Qui n’était pas à l’heure, le bus ou moi ? Qu’importe, il était évident que l’un de nous allait me faire arriver en retard au cours de Russe… Et comme d’habitude, les dix premières minutes du cours, la vieille Nina Pavlovna les passerait à me sermonner sur les épreuves d’entrée à l’École qui approchaient et le fait que nous n’étions pas prêts.
Ce jour-là, dans la précipitation, je m’étais coincé la main dans la porte automatique du bus et un ongle s’était en partie arraché. Ça saignait un peu.
En arrivant chez elle, voyant ma blessure, ma Tiotia Nina (affectueusement Tante Nina) disparut dans sa cuisine tout en criant en Russe de sa voix qui jouait deux octaves trop haut que c’était pas possible, que ça n’arrivait qu’à moi, que les examens approchaient et que je perdais mon temps à me blesser plutôt que de réviser.
Pendant ce temps, je restais à attendre adolescentement au salon, à regarder bêta l’ambiance de cet appartement, géographiquement en France et pourtant parcelle de Russie.

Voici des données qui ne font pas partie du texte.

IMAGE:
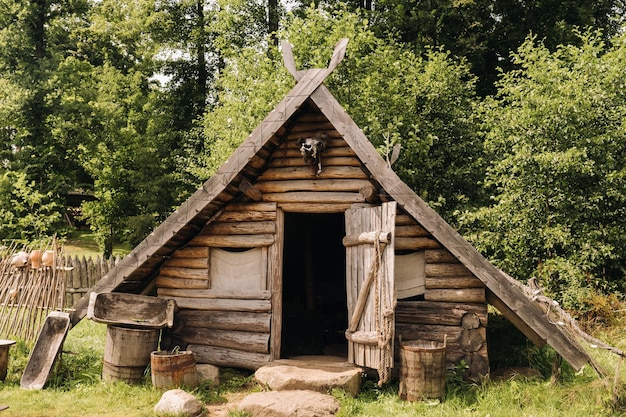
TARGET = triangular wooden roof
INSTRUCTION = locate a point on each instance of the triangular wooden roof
(136, 271)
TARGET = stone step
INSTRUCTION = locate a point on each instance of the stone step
(291, 403)
(313, 373)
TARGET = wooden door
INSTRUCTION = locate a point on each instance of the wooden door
(370, 286)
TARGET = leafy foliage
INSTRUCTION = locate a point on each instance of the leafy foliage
(555, 137)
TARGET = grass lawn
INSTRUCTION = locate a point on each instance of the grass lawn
(83, 243)
(76, 389)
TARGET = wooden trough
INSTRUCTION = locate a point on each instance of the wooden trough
(130, 310)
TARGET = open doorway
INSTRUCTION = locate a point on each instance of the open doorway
(315, 313)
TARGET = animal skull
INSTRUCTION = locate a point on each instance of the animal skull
(311, 150)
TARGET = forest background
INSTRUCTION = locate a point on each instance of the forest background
(511, 115)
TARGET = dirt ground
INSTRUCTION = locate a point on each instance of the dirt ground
(221, 410)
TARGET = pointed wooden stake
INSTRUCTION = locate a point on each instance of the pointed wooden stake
(290, 63)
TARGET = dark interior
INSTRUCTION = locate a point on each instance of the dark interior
(314, 289)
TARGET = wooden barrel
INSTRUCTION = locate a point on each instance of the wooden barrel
(422, 370)
(174, 369)
(127, 353)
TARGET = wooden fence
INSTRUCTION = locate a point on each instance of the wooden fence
(34, 283)
(82, 273)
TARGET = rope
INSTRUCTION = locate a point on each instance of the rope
(385, 329)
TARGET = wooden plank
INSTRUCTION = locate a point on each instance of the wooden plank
(185, 262)
(280, 161)
(468, 295)
(414, 206)
(219, 304)
(415, 243)
(249, 207)
(233, 241)
(246, 216)
(304, 172)
(315, 207)
(439, 256)
(180, 283)
(515, 320)
(328, 152)
(468, 281)
(412, 230)
(240, 228)
(446, 270)
(191, 252)
(248, 341)
(311, 185)
(232, 358)
(439, 313)
(213, 294)
(314, 197)
(275, 284)
(226, 320)
(184, 273)
(240, 270)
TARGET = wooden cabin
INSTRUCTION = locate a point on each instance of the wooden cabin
(307, 242)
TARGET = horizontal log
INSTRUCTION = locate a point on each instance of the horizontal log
(415, 243)
(232, 358)
(250, 191)
(468, 281)
(470, 321)
(233, 241)
(426, 312)
(312, 185)
(469, 295)
(240, 228)
(194, 263)
(369, 193)
(315, 207)
(169, 282)
(248, 341)
(413, 230)
(219, 304)
(304, 172)
(404, 219)
(184, 273)
(436, 256)
(363, 338)
(256, 206)
(348, 161)
(223, 294)
(191, 252)
(367, 238)
(333, 140)
(222, 320)
(246, 216)
(328, 152)
(314, 197)
(446, 270)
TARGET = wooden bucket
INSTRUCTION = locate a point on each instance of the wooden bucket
(422, 370)
(4, 357)
(127, 353)
(174, 369)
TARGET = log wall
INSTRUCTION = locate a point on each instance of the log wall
(223, 327)
(242, 328)
(454, 303)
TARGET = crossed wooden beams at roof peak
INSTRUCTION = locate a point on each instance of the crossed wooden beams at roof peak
(290, 63)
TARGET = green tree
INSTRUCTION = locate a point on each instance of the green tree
(423, 104)
(485, 32)
(556, 140)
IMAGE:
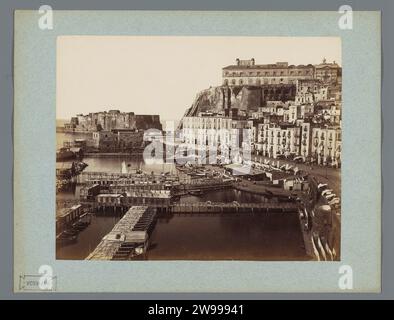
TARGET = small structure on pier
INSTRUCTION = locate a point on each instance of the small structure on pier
(66, 216)
(129, 237)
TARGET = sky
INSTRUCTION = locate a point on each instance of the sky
(162, 75)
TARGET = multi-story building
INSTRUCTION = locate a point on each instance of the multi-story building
(328, 73)
(311, 91)
(326, 145)
(113, 119)
(122, 140)
(278, 139)
(220, 134)
(246, 72)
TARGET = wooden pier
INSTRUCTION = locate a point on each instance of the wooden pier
(129, 237)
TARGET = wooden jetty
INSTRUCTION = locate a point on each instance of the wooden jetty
(129, 237)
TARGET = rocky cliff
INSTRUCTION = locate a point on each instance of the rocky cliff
(248, 98)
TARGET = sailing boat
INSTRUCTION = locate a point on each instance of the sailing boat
(124, 168)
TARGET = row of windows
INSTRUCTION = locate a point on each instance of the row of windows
(266, 73)
(258, 81)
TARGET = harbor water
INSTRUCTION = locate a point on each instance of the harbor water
(259, 237)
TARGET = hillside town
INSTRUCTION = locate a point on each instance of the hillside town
(278, 111)
(266, 141)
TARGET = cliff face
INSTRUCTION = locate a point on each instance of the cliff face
(246, 98)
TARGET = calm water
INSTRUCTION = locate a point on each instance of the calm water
(196, 237)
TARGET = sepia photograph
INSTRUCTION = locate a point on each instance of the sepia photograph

Des piles de livres, vieilles éditions soviétiques envahissant toute la pièce, les coupures de presse, futurs exercices d’analyse de textes d’actualité, les bouquins de grammaire ouverts à toutes les pages, les carnets de musique, les fleurs pointant de ci de là… Il régnait ici un doux bordel qui sentait bon les étendues continentales sans fin, celles dont les dimensions folles font passer tout effort d’organisation pour ironique.
Sur la table du salon trainaient les dictées gribouillées de tous les gamins de sa cour d’immeuble HLM qu’elle attrapait dans ses filets d’enseignante. Et au centre de la table, derrière une coupe de noisettes et raisins secs, une photo dans un cadre, celle d’une jeune femme.
Tiotia Nina émergea enfin de sa cuisine un verre de vodka à la main, m’enjoignant de tremper mon doigt blessé dedans. Et remarquant que je regardais son portrait, elle partagea le récit de ses quatre-vingts années avec moi.
Ce jour-là, mon cours de russe était une leçon d’Histoire, son témoignage de la traversée de deux Enfers politiques avant d’offrir son bien le plus précieux, son Russe, à tous les mômes du quartier.
Streetart par Christian Guémy alias c215
[EDIT 29/10/2018] Hier soir, Nina Pavlovna, Tiotia Nina, s’est endormie. Ce texte est un maigre hommage à ce qu’elle a transmis à des générations entières d’enfants. Son amour de la langue russe, de ses mots, de ses auteurs, représentait à ses yeux son plus grand trésor. Elle l’a très généreusement partagé avec tous ceux qu’elle a rencontrés. J’ai suivi ses enseignements pendant de nombreuses années jusqu’au bac et, par la suite, elle m’a offert son temps pour m’aider à préparer les concours de grandes écoles. Une après midi, elle m’a ouvert son histoire personnelle, l’expérience des camps de travaux forcés pendant la guerre, la faim, la mort, la façon dont elle était arrivée en France. C’est une journée qui ne disparaîtra jamais de ma mémoire. Вы для меня как Арина Радионовна. Вечная память (mémoire éternelle).
Pensées, prières et amitiés à sa famille et à ses proches.